L’exploitation de la musique dite « libre de droit » constitue une activité à part entière pour les sociétés proposant à des chaînes de magasins, des bars ou tout autre type d’établissement accueillant du public, une sélection de musique présentée comme étant « libre d’utilisation ».
La décision du Tribunal de grande instance de Paris du 6 mars 2015 confirme que les phonogrammes présentés aux utilisateurs comme étant « libres de droit » ne le sont pas toujours.
En l’espèce, une enseigne avait conclu un contrat avec la société Musicmatic France par lequel cette dernière lui fournissait des appareils diffusant dans l’ensemble de ses surfaces commerciales des titres qu’elle garantissait être « libres de droit ». Quelques mois plus tard, l’enseigne reçoit un courrier de la SACEM puis de la SPRE (Société pour la Perception de la Rémunération Equitable) lui réclamant des sommes importantes au titre de la diffusion de musique dans ses magasins.
Dans son courrier, la SPRE précise que si un tiers « peut effectivement livrer des phonogrammes libres de droit d’auteur [à un établissement], il ne pouvait pas pour autant fournir des programmes libres de rémunération équitable ». Le mandat de perception de la SPRE s’appliquant de droit, sans aucun contrat, et donc à tous les phonogrammes.
L’absence de rémunération due aux sociétés de gestion collective pouvant être considérée comme une condition essentielle du contrat conclu avec la société Musicmatic France, l’enseigne l’assigne afin de mettre en jeu la garantie contractuelle pour faute et obtenir la résiliation dudit contrat.
Avant de se défendre sur le fond et conformément à la procédure instituée par l’article 61-1 de la Constitution, la société Musicmatic soulève une question prioritaire de constitutionalité (QPC) relative à l’article L.214-1 du Code de la propriété intellectuelle (CPI) consacrant le régime de la rémunération équitable.
En premier lieu, Musicmatic soutient que l’article L.214-1 du CPI violerait le principe d’égalité tel qu’interprété par le Conseil constitutionnel dans une décision du 9 avril 1996. Le corolaire de ce principe devant permettre de traiter deux situations juridiques distinctes différemment.

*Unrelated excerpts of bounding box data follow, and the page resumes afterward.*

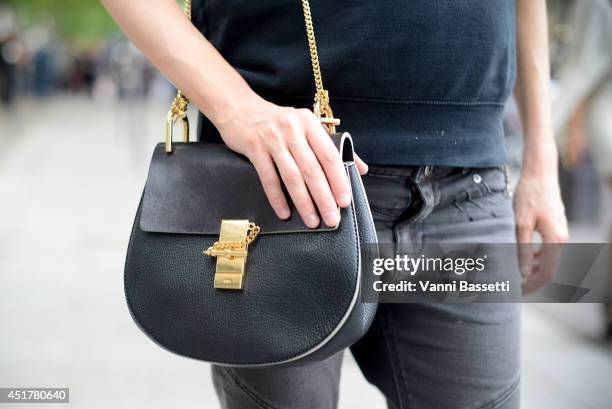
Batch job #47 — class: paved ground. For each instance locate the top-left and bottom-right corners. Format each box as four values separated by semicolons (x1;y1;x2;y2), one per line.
0;97;612;409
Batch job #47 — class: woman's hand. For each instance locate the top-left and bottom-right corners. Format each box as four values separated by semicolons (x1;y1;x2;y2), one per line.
215;97;367;228
514;171;569;294
102;0;367;228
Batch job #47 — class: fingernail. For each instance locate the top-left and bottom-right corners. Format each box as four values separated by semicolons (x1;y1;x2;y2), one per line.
325;211;340;227
338;192;351;207
306;214;319;228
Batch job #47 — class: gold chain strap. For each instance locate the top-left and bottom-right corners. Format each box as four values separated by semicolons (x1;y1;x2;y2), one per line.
166;0;340;153
168;0;191;120
204;223;261;256
302;0;340;133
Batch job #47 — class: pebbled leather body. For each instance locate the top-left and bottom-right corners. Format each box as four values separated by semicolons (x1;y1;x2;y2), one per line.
124;134;376;366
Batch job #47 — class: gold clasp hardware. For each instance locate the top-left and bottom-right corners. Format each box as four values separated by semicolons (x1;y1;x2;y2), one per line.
204;219;260;290
166;91;189;153
312;90;340;134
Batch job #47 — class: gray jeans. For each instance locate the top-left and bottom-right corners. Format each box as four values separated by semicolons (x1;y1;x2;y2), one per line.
212;166;520;409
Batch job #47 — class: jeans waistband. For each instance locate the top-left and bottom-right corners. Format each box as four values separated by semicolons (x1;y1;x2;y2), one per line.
368;165;462;181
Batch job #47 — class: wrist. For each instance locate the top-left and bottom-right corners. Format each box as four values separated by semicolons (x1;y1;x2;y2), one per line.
205;87;264;130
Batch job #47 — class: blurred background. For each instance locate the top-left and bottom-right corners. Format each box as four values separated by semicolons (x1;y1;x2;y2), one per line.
0;0;612;409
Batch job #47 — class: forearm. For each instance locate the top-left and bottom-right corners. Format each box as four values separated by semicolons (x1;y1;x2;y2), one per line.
515;0;557;175
101;0;258;127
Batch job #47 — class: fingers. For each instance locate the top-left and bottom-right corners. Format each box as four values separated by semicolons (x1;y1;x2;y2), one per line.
273;149;320;229
289;137;342;227
240;108;358;228
523;243;562;294
301;110;351;209
250;152;291;219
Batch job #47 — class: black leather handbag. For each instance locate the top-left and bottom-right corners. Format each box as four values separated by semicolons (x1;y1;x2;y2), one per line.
125;0;376;367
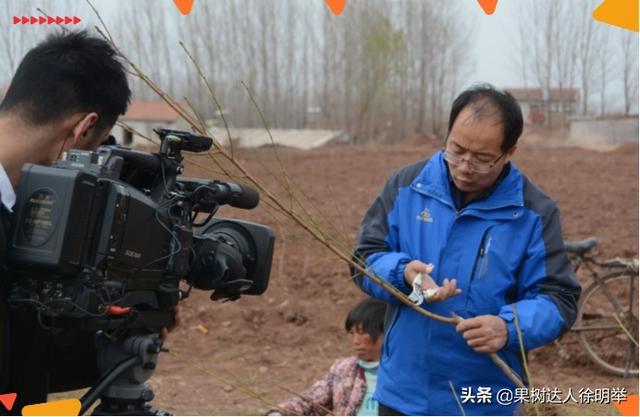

En l’espèce et selon le raisonnement des parties, les dispositions relatives à la rémunération équitable devraient donc être différentes selon que les phonogrammes concernés sont « libres de droit » ou non.
L’argumentation des parties consiste également à revenir sur le principe de la gestion collective obligatoire qui priverait les producteurs et artistes de leur droit de propriété consacré à l’article 17 de la DDHC. En effet, Musicmatic fait valoir qu’en récoltant des sommes au titre de la rémunération équitable pour des artistes non-adhérents, la SPRE porterait atteinte à leur droit de propriété. En outre, le monopole des sociétés de gestion collective est également remis en cause, au regard de la liberté d’entreprendre consacrée à l’article 4 de la DDHC.
Le Conseil constitutionnel n’aura cependant pas l’occasion de se pencher sur ces différents griefs, la QPC étant rejetée par le Tribunal de grande instance de Paris pour défaut de caractère sérieux.
Dans sa motivation, le Tribunal souligne notamment que les parties ont renversé le principe d’égalité. En ouvrant la possibilité de traiter différemment de situations distinctes, le Conseil constitutionnel a seulement entendu rendre possible, et non obligatoire, une différence de traitement. Ainsi, le régime unique conduisant à ce qu’une même rémunération soit versée à tous les artistes interprètes et producteurs, que ces derniers soient ou non adhérents aux sociétés de gestion collective, applique au contraire pleinement le principe d’égalité.
L’argument relatif à l’adhésion obligatoire est quant à lui rejeté par le Tribunal qui considère que cette question n’est pas traitée dans l’article L.214-1du CPI et qu’une QPC ne peut donc pas être soulevée sur ce point. Est également dépourvu de caractère sérieux l’argument relatif au droit de propriété puisque le Tribunal considère au contraire que cet article « permet à des artistes et producteurs de recevoir un complément de rémunération en contrepartie de leur création. » Selon le Tribunal, l’article L.214-1du CPI renforcerait donc le droit de propriété et sa constitutionnalité ne pourrait être sérieusement remise en cause au regard des arguments avancés par les parties.
En rejetant la QPC pour défaut de caractère sérieux, la décision rendue conforte la position de la SPRE. Ce jugement est en outre révélateur de l’utilisation, souvent malvenue, du vocable « musique libre de droit » qui ne signifie pas « libre de rémunération équitable ».